A new collecting project at London Transport Museum wants to put women centre stage by highlighting the lives of individuals who carried out important and skilled activities in a male dominated workforce, but who were often hidden from history.
The Museum is aiming to include the following ground-breaking women in an updated display at London Transport Museum, however the Museum wants to hear about other lesser-known women who shaped the history of the capital and the country.
If you know of someone who should in the exhibition, you should contact the Museum by 28 February 2019 via a form on this website.
Some of the stories they’ve found already include:
‘Widow’ Birch, real name Elizabeth Birch – First Woman Omnibus Operator (1811-1874)
Birch, also known as ‘Widow’ Birch, helped create the Westminster Omnibus Association after taking over her late husband’s cab business in 1846. In 1851 she bought four omnibuses and acquired a larger share of the association. She refused to sell the London General Omnibus Company (L.G.O.C), running her own services agreement with the new company. The business was passed on to her sons and Birch brothers continued as a successful bus and coach operator into the mid-20th Century.
Ellen Bulfield – Last LGOC First World War woman conductor (dates unknown)

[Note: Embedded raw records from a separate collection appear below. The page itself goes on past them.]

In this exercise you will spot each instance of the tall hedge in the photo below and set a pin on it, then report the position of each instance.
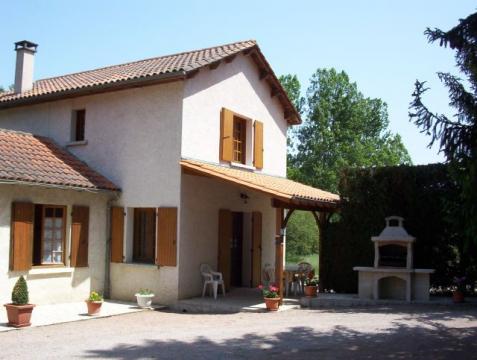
(425, 196)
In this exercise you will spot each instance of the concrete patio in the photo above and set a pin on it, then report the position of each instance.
(61, 313)
(235, 301)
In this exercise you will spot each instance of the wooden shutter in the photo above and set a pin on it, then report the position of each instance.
(117, 233)
(258, 144)
(79, 236)
(21, 236)
(166, 248)
(256, 248)
(226, 135)
(225, 237)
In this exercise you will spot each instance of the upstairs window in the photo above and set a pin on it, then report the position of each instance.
(239, 140)
(78, 125)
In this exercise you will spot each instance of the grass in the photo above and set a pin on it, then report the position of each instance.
(295, 259)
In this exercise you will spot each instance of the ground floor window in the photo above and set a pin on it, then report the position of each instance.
(49, 235)
(144, 238)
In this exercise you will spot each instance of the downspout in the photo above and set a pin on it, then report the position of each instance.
(107, 257)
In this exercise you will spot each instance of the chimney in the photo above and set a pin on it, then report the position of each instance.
(24, 68)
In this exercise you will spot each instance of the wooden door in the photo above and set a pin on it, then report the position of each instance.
(256, 248)
(236, 250)
(225, 237)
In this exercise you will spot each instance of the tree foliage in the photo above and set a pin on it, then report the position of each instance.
(342, 128)
(457, 136)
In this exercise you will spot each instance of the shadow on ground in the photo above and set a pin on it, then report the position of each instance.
(425, 341)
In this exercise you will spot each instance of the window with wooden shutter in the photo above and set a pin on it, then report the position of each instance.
(79, 236)
(21, 236)
(117, 234)
(166, 254)
(144, 239)
(226, 135)
(258, 145)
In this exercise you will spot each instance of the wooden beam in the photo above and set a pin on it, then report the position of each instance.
(264, 74)
(306, 205)
(279, 251)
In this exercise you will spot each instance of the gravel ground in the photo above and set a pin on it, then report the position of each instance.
(422, 332)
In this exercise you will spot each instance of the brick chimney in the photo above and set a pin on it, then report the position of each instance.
(24, 67)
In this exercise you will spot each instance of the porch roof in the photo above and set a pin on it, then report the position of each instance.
(284, 192)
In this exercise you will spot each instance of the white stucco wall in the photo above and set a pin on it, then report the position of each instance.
(201, 200)
(63, 284)
(133, 138)
(235, 86)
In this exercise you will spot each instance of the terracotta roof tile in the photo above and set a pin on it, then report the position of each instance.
(273, 185)
(28, 158)
(113, 77)
(186, 61)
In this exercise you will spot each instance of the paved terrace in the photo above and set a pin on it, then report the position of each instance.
(395, 332)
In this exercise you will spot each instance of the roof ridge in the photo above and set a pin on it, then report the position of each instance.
(141, 60)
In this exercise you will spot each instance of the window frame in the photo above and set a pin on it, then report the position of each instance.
(42, 237)
(76, 120)
(239, 156)
(139, 258)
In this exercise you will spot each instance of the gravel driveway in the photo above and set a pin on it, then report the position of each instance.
(400, 332)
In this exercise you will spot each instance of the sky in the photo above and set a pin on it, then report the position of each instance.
(379, 43)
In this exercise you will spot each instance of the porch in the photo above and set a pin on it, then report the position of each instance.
(235, 301)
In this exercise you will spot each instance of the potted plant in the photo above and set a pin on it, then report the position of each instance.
(94, 303)
(19, 311)
(144, 298)
(459, 291)
(271, 297)
(311, 287)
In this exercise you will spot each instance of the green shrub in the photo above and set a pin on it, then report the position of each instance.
(20, 292)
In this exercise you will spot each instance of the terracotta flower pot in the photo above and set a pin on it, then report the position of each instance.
(94, 307)
(458, 296)
(272, 304)
(310, 290)
(19, 315)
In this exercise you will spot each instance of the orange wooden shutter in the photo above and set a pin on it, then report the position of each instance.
(225, 237)
(256, 248)
(166, 248)
(117, 233)
(258, 145)
(22, 236)
(226, 135)
(79, 236)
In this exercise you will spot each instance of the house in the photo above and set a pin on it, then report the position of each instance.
(131, 176)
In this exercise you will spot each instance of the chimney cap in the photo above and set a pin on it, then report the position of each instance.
(26, 45)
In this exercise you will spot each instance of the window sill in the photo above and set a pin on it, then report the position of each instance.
(50, 270)
(242, 166)
(140, 265)
(77, 143)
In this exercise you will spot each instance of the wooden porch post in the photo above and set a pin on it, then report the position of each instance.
(321, 219)
(279, 251)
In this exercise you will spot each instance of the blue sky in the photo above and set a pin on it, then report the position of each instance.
(379, 43)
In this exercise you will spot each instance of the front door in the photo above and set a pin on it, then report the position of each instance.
(236, 249)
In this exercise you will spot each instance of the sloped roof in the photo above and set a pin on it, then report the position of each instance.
(37, 160)
(154, 70)
(281, 188)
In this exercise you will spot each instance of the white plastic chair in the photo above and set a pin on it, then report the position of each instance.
(212, 278)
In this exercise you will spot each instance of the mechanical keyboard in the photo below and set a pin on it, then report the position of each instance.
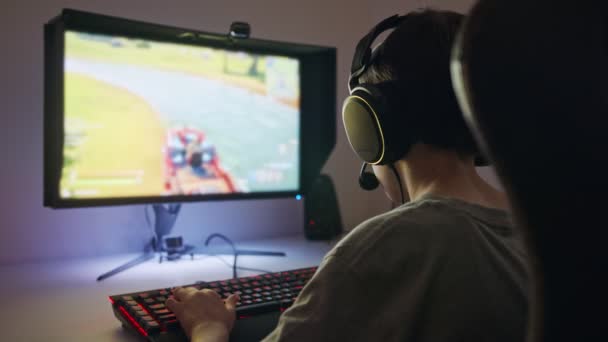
(145, 312)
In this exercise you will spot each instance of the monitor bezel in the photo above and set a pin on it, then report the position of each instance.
(73, 20)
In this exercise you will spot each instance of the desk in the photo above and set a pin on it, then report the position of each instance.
(61, 301)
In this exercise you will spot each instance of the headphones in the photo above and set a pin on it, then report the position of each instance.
(370, 113)
(375, 127)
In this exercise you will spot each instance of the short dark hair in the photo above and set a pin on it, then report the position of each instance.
(417, 55)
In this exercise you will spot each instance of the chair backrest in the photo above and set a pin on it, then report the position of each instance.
(532, 79)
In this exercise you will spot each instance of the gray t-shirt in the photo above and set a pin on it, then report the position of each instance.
(432, 270)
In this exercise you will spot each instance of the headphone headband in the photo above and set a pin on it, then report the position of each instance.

Bulfield was one of the first women to work for the London General Omnibus Company (L.G.O.C) during the First World War. Astonishingly around 45 per cent of London’s transport workers were women in 1918, however Bulfield was one of the last female bus conductors, or ‘clippies’ as they were known, to hand over to a male colleague on his return from armed service.
Women were encouraged, and in some cases forced to step aside for men after the war. The L.G.O.C kept its promise to keep the jobs open for the discharged soldiers, so the employment of women was only temporary.
Women go on strike ‘Pound for Pound’ at Willesden Bus Garage in 1918
In August 1918, Ellen Bulfield was likely to have been one of the 17,000 female bus and tram workers who took industrial action when men were given a 5 shilling a week war bonus which the women were excluded from. Eventually, male and female workers up and down the country joined in and women won the 5 shilling bonus after a week of striking. The industrial action was started by a group of women at Willesden Bus Garage.
Hannah Dadds – First woman Tube driver, Forest Gate, Newham, (1941 to 2011)
The first female train driver on London Underground joined as a ‘station-woman’ in 1969 and qualified as a driver in 1978. This was important in the move towards equal opportunities for women in the workplace. In the early 1970s some people still believed that some jobs were not suitable for women. Dadds found most colleagues supportive, although she experienced some sexist remarks. Dadds became famous overnight when London Underground held a press conference and she posed for many photos climbing into the train cab. Her sister, Edna Dadds, worked at London Transport too and she and Hannah were the first all-female train crew. Dadds was invited to the Queen’s Women of Achievement lunch at Buckingham Palace in 2004.
Joy Jarvis – Tube seating fabric or ‘moquette’ designer (dates unknown)
Jarvis, a textile designer working in London during the 1940s, designed the ‘Roundel’ or ‘Bullseye’ moquette for London Transport, which was until recently wrongly attributed to another male designer. Her design was used on the Museum’s refurbished 1938 train stock and R stock in the late 1940s.